Prostate cancer (PCa) is one of the most common malignancies in the male reproductive system. Most patients develop drug resistance following androgen deprivation therapy (ADT), leading to castration-resistant prostate cancer (CRPC), which is associated with poor clinical outcomes and prognosis. Conventional therapies, including radiotherapy, chemotherapy, and novel endocrine treatments, have shown limited overall efficacy in CRPC patients.
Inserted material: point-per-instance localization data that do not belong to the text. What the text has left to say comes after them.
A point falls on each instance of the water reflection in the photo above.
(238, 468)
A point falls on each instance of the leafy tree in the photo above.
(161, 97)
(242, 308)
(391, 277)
Therefore, there is an urgent need to identify new and effective therapeutic agents for CRPC to improve overall survival rates and quality of life for patients. Using an FDA-approved library of 600 covalent compounds, we identified HKI-357 as a potent inhibitor of CRPC cell viability. In vitro, HKI-357 suppresses CRPC cell growth in a dose-dependent manner and induces apoptosis. Consistent with these findings, in a xenograft model, HKI-357 effectively inhibits PC-3 tumor growth without apparent biotoxicity. By Isothermal titration calorimetry (ITC), ubiquitin-conjugating enzyme E2 C (UBE2C) is predicted as a potential target of HKI-357, which was subsequently validated through cellular thermal shift assay (CETSA) and molecular docking. Treatment with HKI-357 decreased UBE2C expression at both transcriptional and translational levels, with inhibition of the phospho-AKT(P-AKT) pathway. In human, the expression levels of UBE2C are significantly higher in PCa versus normal adjacent tissue. Furthermore, UBE2C, as a target of the androgen receptor (AR), shows upregulation in CRPC. In summary, our research demonstrated that HKI-357 can inhibit CRPC progression by targeting UBE2C via the AKT pathway, revealing a new drug mechanism of action and providing a promising therapeutic candidate for CRPC treatment.